Occam's Razor

23 Jun 2016 12:49

... is not, in any of its commonly-used modern senses, a principle enunciated by William of Occam (or Ockham). (Though how far his rule "Plurality [of entities] is not to multiplied beyond necessity" is from our ideas about preferring simpler theories, or models, or explanations [not the same things, except on accounts in which they are] is a nice question in diachronic semantics.) That we --- i.e., just about anyone reading this page --- have such a preference is very plainly true, but what's less plainly true is that it has anything to recommend it. Any hope that the truth is simple, or even that simpler theories are (in some incomprehensible sense) more likely to be true, seems flat-out contradicted by experience.

Instead, I am very partial to the idea of Kevin Kelly (disclaimer: a friend) that the Razor is valuable not as a description of the universe, but as a guide to inquiry. That is, by sticking to the simplest theory compatible with the evidence, we converge on the truth faster than if we made up un-necessary complexities.

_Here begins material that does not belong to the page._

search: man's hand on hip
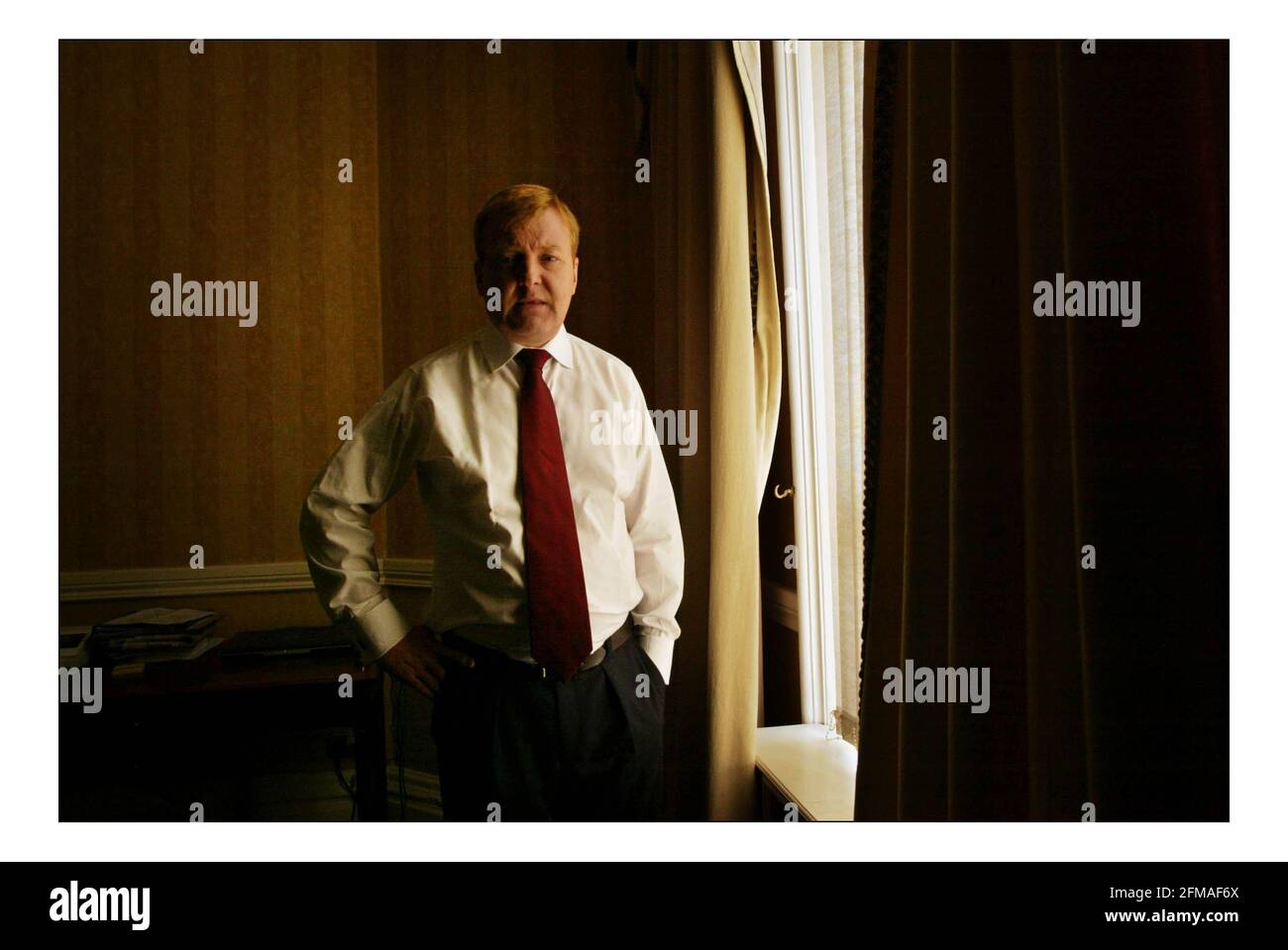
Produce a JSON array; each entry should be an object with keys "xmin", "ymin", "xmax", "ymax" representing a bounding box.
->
[{"xmin": 378, "ymin": 624, "xmax": 474, "ymax": 699}]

This is nearly the only work on justifying the Razor I know of which doesn't either beg the question, change the subject, or make massive assumptions about the nature of the world, Divine Providence, etc. Unfortunately this correspondence between Occam and efficient convergence on the truth isn't obviously correct, and when Kevin and his collaborators try to prove theorems, there are (so far) some less-than-compelling to features to the way they've had to define key terms like "complexity" and "faster". These feel like solvable complications, however, rather than fundamental difficulties.